Mittelhessen ist zukunftsfähig, man muss allerdings den Willen haben, es zu gestalten. Diesen Willen sehen wir bei Ihnen nicht.
Rührend bis peinlich ist, wie Koch und Posch sich als Retter Nordhessens aufspielen. Die Gesamthochschule Kassel verdankt die Region der Initiative der SPD, ebenso die Ansiedlung von VW, das Logistikzentrum in Bad Hersfeld. In der Regierungszeit Eichel ist Auftragsvolumen in Höhe von 1,5 Mrd nach Nordhessen gegangen. Noch im Juli 1998 hat Ministerpräsident Koch die Führung der A 44 auf der Söhretrasse als Quatsch bezeichnet, seit Juli 99 wird Planung umgesetzt. Wenn sich einer mit diesem Projekt brüsten kann, dann Lothar Klemm.
Auch in Nordhessen gilt: Die Verantwortlichen haben erkannt, dass nur gemeinsame Aktivitäten – von Gewerbeansiedlung über den Tourismus bis zur Energieversorgung und der Abfallwirtschaft die nötige Prosperität der Region sicherstellt. Es ist gut, dass Wirtschaftsminister Posch sich hier einklinkt.
Wir erwarten von dem Wirtschaftsminister unseres Hessenlandes allerdings auch, dass er auch südlich der kurhessischen Grenze sichtbar wird. Es ist ja nicht nur unser Eindruck: Der Bankenstandort Frankfurt, das pulsierende Rhein-Main-Gebiet: Das ist seine Sache nicht.
Für das wirtschaftliche Gewicht des Rhein-Main-Gebietes und unseres ganzen Landes hat der Flughafen Schlüsselfunktionen. Deswegen ist die Kapazitätserweiterung unter den Bedingungen des Mediationsergebnisses – vom Nachtflugverbot bis zum Anti-Lärm-Pakt – das wichtigste Projekt der nächsten Jahre.
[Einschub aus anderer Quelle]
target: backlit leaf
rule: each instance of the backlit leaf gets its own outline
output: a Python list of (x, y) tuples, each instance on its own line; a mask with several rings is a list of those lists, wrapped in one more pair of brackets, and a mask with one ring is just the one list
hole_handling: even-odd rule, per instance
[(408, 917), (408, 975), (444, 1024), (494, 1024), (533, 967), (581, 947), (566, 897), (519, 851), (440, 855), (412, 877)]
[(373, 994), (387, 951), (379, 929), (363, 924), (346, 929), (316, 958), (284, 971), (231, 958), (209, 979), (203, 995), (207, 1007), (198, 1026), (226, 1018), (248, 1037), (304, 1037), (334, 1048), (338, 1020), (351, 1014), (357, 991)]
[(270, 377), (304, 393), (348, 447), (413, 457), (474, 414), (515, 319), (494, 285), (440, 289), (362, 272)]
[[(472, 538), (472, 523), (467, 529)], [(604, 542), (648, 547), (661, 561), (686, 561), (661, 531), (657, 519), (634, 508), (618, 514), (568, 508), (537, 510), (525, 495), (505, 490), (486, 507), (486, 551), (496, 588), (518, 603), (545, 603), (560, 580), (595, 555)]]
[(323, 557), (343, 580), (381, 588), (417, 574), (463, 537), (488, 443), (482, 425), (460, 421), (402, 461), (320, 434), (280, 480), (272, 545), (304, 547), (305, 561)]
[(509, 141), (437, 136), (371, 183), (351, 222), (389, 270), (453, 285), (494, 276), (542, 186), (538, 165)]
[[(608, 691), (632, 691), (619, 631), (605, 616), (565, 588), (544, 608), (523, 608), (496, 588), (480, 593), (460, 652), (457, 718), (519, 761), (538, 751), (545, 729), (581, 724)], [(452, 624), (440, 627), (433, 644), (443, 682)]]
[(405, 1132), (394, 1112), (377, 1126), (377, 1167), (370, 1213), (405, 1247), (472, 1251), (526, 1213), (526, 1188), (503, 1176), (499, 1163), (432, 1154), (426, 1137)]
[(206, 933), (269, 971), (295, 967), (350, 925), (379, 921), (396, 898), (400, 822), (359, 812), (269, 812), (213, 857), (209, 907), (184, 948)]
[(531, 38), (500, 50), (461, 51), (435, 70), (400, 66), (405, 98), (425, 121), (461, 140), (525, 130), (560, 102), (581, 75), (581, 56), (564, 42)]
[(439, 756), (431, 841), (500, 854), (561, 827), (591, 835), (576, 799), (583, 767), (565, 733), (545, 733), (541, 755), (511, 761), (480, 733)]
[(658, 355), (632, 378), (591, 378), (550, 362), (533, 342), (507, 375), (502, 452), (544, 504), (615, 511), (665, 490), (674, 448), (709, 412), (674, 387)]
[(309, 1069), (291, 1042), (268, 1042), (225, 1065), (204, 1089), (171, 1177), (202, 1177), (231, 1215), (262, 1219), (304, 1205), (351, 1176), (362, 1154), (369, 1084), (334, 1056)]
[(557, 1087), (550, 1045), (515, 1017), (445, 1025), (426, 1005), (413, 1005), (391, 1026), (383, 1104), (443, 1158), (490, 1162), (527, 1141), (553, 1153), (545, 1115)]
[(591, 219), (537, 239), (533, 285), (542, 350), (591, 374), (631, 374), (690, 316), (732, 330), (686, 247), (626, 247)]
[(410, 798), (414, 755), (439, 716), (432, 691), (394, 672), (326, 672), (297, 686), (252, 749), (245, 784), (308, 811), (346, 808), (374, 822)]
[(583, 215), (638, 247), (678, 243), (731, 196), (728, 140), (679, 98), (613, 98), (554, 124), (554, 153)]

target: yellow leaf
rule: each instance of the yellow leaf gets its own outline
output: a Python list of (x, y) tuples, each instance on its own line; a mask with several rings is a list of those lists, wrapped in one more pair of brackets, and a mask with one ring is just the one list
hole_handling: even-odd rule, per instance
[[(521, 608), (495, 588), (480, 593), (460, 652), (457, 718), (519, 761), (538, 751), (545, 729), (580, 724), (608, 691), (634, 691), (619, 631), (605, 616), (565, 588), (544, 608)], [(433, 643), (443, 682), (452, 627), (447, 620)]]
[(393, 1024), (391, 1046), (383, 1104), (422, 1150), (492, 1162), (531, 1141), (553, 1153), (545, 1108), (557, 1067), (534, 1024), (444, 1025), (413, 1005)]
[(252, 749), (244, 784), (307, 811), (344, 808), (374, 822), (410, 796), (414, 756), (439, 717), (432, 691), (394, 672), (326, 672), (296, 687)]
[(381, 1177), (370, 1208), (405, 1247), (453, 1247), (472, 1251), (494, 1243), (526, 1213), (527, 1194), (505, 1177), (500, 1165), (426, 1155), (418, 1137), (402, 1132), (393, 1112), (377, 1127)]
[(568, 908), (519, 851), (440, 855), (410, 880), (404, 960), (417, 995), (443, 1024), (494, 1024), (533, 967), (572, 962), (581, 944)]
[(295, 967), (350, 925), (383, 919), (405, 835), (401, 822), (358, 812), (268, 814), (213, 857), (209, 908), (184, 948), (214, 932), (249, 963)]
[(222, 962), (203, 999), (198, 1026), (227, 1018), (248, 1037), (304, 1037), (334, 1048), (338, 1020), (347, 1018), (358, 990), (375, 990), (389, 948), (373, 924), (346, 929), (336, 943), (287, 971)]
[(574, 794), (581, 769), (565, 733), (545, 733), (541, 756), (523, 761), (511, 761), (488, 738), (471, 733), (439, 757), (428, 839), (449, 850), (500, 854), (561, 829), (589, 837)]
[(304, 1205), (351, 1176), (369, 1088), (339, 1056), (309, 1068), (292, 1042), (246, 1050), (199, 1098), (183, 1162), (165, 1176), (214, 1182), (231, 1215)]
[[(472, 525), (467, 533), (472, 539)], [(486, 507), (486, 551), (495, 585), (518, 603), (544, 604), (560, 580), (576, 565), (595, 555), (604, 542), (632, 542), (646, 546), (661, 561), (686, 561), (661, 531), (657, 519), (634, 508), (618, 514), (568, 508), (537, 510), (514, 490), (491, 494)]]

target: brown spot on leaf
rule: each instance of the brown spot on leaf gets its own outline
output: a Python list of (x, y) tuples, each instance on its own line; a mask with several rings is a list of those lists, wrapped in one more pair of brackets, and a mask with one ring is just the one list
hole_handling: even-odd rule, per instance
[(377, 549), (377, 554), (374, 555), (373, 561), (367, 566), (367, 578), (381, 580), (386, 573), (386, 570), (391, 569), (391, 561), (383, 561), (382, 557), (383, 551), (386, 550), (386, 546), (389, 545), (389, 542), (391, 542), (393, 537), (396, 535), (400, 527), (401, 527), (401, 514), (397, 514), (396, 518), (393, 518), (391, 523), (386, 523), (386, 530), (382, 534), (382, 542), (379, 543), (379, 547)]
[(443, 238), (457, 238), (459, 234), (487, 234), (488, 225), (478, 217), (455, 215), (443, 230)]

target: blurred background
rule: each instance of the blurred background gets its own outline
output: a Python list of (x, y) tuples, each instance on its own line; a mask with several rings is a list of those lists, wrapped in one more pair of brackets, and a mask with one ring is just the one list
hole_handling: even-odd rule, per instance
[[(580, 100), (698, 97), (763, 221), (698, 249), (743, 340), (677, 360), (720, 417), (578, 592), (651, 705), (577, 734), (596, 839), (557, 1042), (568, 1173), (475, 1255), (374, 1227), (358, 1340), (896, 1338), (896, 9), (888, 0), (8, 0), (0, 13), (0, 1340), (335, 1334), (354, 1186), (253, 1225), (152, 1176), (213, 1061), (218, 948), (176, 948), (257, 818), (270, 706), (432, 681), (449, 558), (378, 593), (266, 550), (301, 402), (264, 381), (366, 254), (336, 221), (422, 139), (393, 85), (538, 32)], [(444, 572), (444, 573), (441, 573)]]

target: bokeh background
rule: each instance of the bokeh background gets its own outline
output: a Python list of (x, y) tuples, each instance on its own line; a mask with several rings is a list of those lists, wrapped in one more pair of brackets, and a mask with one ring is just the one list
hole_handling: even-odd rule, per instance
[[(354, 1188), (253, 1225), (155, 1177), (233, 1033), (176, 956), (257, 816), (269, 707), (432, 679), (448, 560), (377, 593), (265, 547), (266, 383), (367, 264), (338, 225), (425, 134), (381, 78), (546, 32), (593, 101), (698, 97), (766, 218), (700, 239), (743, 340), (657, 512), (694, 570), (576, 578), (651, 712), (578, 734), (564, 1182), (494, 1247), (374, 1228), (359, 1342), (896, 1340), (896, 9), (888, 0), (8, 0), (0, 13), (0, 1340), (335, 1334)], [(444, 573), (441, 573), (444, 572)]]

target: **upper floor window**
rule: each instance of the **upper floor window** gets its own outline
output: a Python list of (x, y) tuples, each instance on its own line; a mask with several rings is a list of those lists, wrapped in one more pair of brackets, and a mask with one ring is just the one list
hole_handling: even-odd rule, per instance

Diese Regierung ist dabei, das Projekt Flughafen nun völlig in den Sand zu setzen. Kein Wunder, dass die Flughafengegner über so viel Dilettantismus in der Landesregierung vor Freude feixen.
Dies Projekt kann nur gelingen, wenn man mit dem Willen zum Erfolg und nicht mit der Mentalität eines Oberinspektors beim Regierungspräsidenten an die Sache rangeht, Herr Wirtschaftsminister.
Allein die Durchführung des Scopingverfahrens durch den Regierungspräsidenten in Darmstadt zeigt, dass diese Landesregierung in dieser Frage völlig überfordert ist: Denn der Regierungspräsident ist Ihr weisungsgebundener Mitarbeiter. Seine Unfähigkeit ist daher Ihre Unfähigkeit.
Und dann dieser Ministerpräsident und Aufsichtsratsvorsitzende der FAG Roland Koch! Der tönt lautstark: Nachtflugverbot ohne wenn und aber. Dann spricht er vertraulich mit dem Chef der Lufthansa. Der sagt dann: Der Ministerpräsident ist klug genug zu wissen, dass ein absolutes Nachtflugverbot nicht möglich ist.
Wir erwarten von diesem Ministerpräsidenten, der ja rhetorisch gern den starken Mann spielt, dass er den Nutzern klar macht, dass es beim Mediationspaket keine Kompromisse gibt, dass wir uns nicht erpressen lassen. Und dass er auch der Lufthansa und den anderen Nutzern unmissverständlich klar macht: Ohne Nachtflugverbot von 23 bis 5 Uhr gibt es keine Erweiterung! Und ich füge bewusst hinzu, das gilt z. B. auch für die im Mediationsergebnis festgelegten Lärmgrenzen tagsüber, die eingehalten werden müssen.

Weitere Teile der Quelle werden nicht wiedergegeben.